A key part of strategic change management is approaching change from a holistic and ‘systems-based’ perspective.  A change project should not be viewed in its isolation but as a piece of the overall system.  This means you need to understand the potential relations of this initiative with other initiatives in supporting the same strategy, and what other initiatives are focused on by the impacted business units.  Having a portfolio-level visibility of the various initiatives and their relative impacts on the organisation is a key capability to support planning and decision making.  This also helps you to better position or clarify your initiative compared to other focus areas.

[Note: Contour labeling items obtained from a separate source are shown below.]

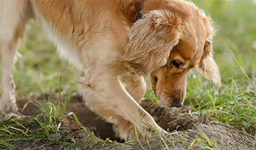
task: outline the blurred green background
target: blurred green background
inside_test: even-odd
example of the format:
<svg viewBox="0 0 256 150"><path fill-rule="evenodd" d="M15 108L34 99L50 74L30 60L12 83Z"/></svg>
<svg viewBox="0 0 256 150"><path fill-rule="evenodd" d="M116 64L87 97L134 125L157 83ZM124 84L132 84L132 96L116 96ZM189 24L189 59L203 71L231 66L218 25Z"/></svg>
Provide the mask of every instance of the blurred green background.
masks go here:
<svg viewBox="0 0 256 150"><path fill-rule="evenodd" d="M256 137L256 0L193 0L215 22L214 56L222 86L215 87L196 69L191 69L185 104L190 103L192 114L204 112L212 121L232 125ZM56 47L40 24L31 21L29 25L26 42L21 42L18 49L21 55L15 65L16 96L56 94L61 76L62 94L75 89L81 73L57 56ZM147 82L144 99L158 101Z"/></svg>

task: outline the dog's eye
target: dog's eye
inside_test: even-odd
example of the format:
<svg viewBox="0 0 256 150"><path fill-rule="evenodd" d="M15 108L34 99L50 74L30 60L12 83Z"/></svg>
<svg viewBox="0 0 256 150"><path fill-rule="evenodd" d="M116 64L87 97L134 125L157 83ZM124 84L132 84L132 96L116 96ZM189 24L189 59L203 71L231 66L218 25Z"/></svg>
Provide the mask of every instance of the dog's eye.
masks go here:
<svg viewBox="0 0 256 150"><path fill-rule="evenodd" d="M177 60L173 60L173 61L172 61L172 64L173 64L175 67L179 69L180 68L180 65L181 64L181 63Z"/></svg>

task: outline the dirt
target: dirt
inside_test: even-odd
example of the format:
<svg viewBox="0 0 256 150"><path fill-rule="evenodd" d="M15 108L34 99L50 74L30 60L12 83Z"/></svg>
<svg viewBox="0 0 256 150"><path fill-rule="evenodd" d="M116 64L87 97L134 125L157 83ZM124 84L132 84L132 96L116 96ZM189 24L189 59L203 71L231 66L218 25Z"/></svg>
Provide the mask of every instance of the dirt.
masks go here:
<svg viewBox="0 0 256 150"><path fill-rule="evenodd" d="M44 96L46 99L49 97L51 102L57 105L58 99L47 94L38 98L18 98L17 105L20 111L21 112L23 106L28 101L38 101L44 104ZM192 149L204 149L202 148L202 145L198 142L198 141L203 141L207 144L211 144L215 147L219 147L221 149L256 149L256 140L253 136L243 134L239 130L236 129L212 124L204 114L200 114L199 117L192 115L190 113L192 108L189 105L185 105L182 108L173 107L170 109L149 100L142 101L140 104L153 116L158 124L170 133L165 139L159 137L153 137L150 139L150 148L151 150L165 149L167 146L170 149L188 149L189 148ZM75 95L71 98L65 110L66 114L70 112L73 112L76 115L82 124L86 128L86 132L77 129L79 128L76 128L77 124L74 122L71 122L72 120L74 120L70 117L62 121L63 125L61 127L61 131L58 133L59 134L52 135L53 137L48 137L49 140L39 141L35 144L32 141L20 140L18 142L11 144L17 149L80 148L82 149L137 150L142 149L142 146L146 149L150 149L146 140L141 141L141 144L132 145L122 144L124 141L115 137L112 129L112 124L102 120L88 110L79 96ZM38 111L38 107L32 103L29 103L22 113L23 115L27 116L25 119L29 120L42 113L42 111ZM43 121L44 117L42 116L39 117ZM30 129L40 127L38 124L35 124L29 125ZM93 132L94 135L91 134L92 131ZM207 141L207 139L204 139L200 135L202 133L211 141L211 141ZM53 144L53 141L59 139L58 138L59 138L59 141L61 142ZM110 140L106 141L107 138L109 138ZM193 146L190 147L190 143L194 139L197 139L196 141ZM72 139L76 141L75 144L71 140ZM115 140L116 142L113 141ZM107 141L108 142L106 142ZM183 141L183 142L181 141ZM82 142L78 142L79 141ZM166 144L163 144L164 142Z"/></svg>

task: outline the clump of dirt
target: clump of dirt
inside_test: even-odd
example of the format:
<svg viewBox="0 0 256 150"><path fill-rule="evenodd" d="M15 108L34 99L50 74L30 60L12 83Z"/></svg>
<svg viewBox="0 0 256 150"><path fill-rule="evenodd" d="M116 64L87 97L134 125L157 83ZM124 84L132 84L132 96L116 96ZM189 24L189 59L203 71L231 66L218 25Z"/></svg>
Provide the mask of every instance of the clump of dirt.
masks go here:
<svg viewBox="0 0 256 150"><path fill-rule="evenodd" d="M44 94L40 97L34 99L18 98L17 99L17 105L19 108L20 111L22 111L24 105L28 101L37 101L42 104L44 104L44 97L46 98L46 99L48 99L48 97L49 97L49 99L51 102L56 106L57 105L58 98L49 94ZM201 114L199 117L193 116L190 113L190 110L192 109L190 105L184 106L182 108L173 107L170 109L163 107L159 103L152 102L150 100L142 101L140 105L152 116L158 124L170 133L169 135L167 135L167 137L172 137L168 138L169 140L166 141L166 145L163 145L163 142L160 141L163 140L163 138L152 137L150 139L151 141L150 142L150 148L152 150L164 148L163 147L166 146L171 149L188 149L190 146L190 144L196 138L199 140L201 139L203 141L205 141L206 143L210 143L209 144L215 143L214 144L221 149L225 148L225 149L248 149L256 147L255 137L241 134L238 130L228 128L221 125L210 124L205 114ZM61 126L60 134L57 137L62 139L62 140L64 141L63 143L66 142L68 143L67 144L70 145L73 144L70 141L69 141L69 143L65 141L67 139L66 137L68 137L69 136L71 136L72 139L75 140L84 141L82 145L77 144L76 147L69 148L103 149L106 148L104 146L107 145L106 143L106 141L104 140L109 137L112 141L116 140L118 142L114 142L115 143L111 142L108 142L109 144L108 148L123 149L124 148L126 149L137 150L141 149L141 146L143 146L145 148L149 149L146 140L141 141L141 144L137 144L132 146L119 143L123 141L114 136L112 124L102 120L94 112L88 109L83 102L82 98L80 96L75 95L71 98L65 110L66 114L70 112L73 112L76 115L79 120L84 126L86 127L88 131L82 132L77 130L75 131L74 129L72 129L74 128L74 126L75 127L76 125L74 124L71 125L70 120L72 120L71 117L69 118L69 120L62 120L62 123L63 125ZM24 115L33 117L42 112L41 111L39 111L38 108L32 103L28 103L22 112ZM29 117L28 117L26 119L30 119ZM41 118L40 119L40 117ZM40 116L39 118L39 119L43 120L43 117ZM38 124L30 125L31 129L39 128ZM188 129L191 129L191 130L188 130ZM90 134L91 131L93 131L95 136ZM208 141L207 139L204 139L199 134L202 132L208 137L209 139L213 141ZM98 137L101 139L97 137ZM172 140L171 139L173 139L173 138L180 140L180 141L177 140ZM185 141L185 142L182 142L181 141ZM92 145L92 143L94 143L93 141L97 141L97 143ZM22 142L24 142L24 141L22 141ZM29 147L27 146L28 145L32 145L32 144L29 142L32 143L31 141L28 141L26 145L22 142L21 143L21 142L16 142L15 144L16 148L27 148ZM52 149L66 148L63 146L64 144L63 143L62 145L61 144L62 146L56 144L51 145L50 143L50 141L40 141L32 147L30 147L30 148L40 149L44 147ZM194 146L192 147L192 148L202 148L202 146L200 144L196 143L197 141L195 142ZM62 146L62 148L61 146Z"/></svg>

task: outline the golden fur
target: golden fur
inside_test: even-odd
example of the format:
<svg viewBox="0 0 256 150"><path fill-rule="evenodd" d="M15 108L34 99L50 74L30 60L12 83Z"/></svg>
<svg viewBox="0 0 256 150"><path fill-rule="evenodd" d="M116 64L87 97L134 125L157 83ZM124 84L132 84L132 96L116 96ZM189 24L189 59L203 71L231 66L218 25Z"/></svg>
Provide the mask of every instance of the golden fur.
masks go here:
<svg viewBox="0 0 256 150"><path fill-rule="evenodd" d="M213 59L209 17L183 0L1 0L3 77L0 110L17 112L13 68L17 41L28 19L40 21L57 44L60 57L84 73L79 91L87 106L113 124L117 136L136 138L150 131L135 116L166 133L139 105L143 76L168 107L181 107L187 73L198 64L220 84ZM142 4L143 18L135 21ZM151 135L150 134L150 136ZM145 139L146 133L139 134Z"/></svg>

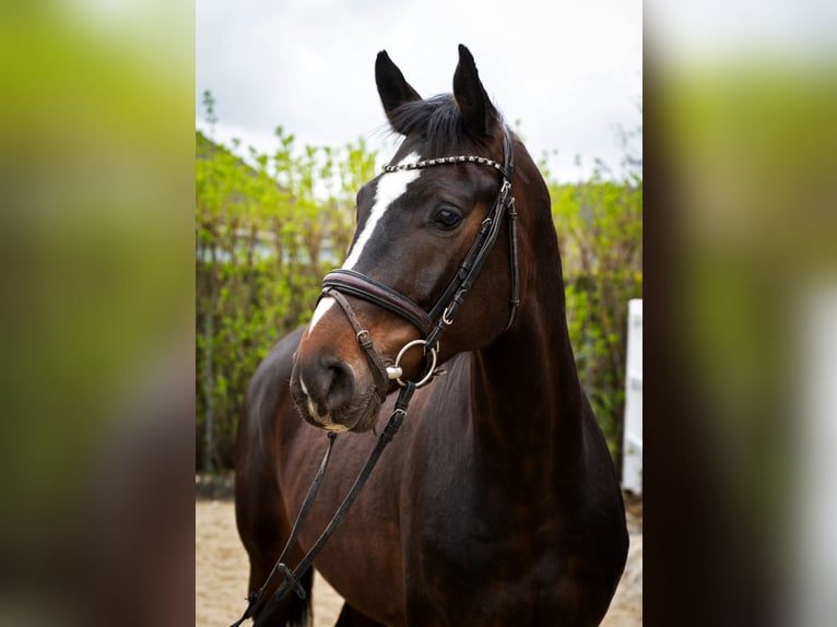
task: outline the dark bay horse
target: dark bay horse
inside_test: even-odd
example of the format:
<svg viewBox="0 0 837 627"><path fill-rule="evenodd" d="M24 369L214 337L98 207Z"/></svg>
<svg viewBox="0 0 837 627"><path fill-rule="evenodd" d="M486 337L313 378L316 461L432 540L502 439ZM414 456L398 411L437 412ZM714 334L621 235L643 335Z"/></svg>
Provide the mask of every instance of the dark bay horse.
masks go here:
<svg viewBox="0 0 837 627"><path fill-rule="evenodd" d="M327 291L311 322L259 366L239 425L236 516L249 590L290 535L327 446L322 429L352 433L334 445L292 566L375 446L399 380L429 372L316 558L345 599L338 625L598 625L628 540L614 468L576 371L546 186L463 46L452 95L422 99L386 52L376 82L403 141L357 194L357 230L332 285L339 294ZM469 158L444 158L460 155ZM507 199L506 176L512 215L473 284L448 298ZM455 323L451 307L438 312L445 298ZM358 326L378 362L358 342ZM444 374L428 369L417 346L397 358L436 328L445 331ZM310 573L302 583L310 591ZM256 624L307 624L309 602L287 595Z"/></svg>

Examples of portfolio level views of change from The Change Compass

Strategic capabilities

Different organisations and business units will have different levels of capabilities in leading, executing, and embedding change.  Within the timeline and resource challenges of one initiative, it is not always possible to address all the various aspects of capability gaps.  In fact, you may even face multiple capability gaps that may potentially derail the project.

Conduct a strategic capability analysis to assess which capabilities are core and critical to the success of the project.  Assign weighting to each capability in terms of importance and any existing gaps.  Use this analysis to formulate the top one or two capabilities you may want to focus on supporting the business to ensure the rollout is successful.  Strategy is about focus and making bets.  By spreading your efforts too thin you might not be able to close any of the capability gaps.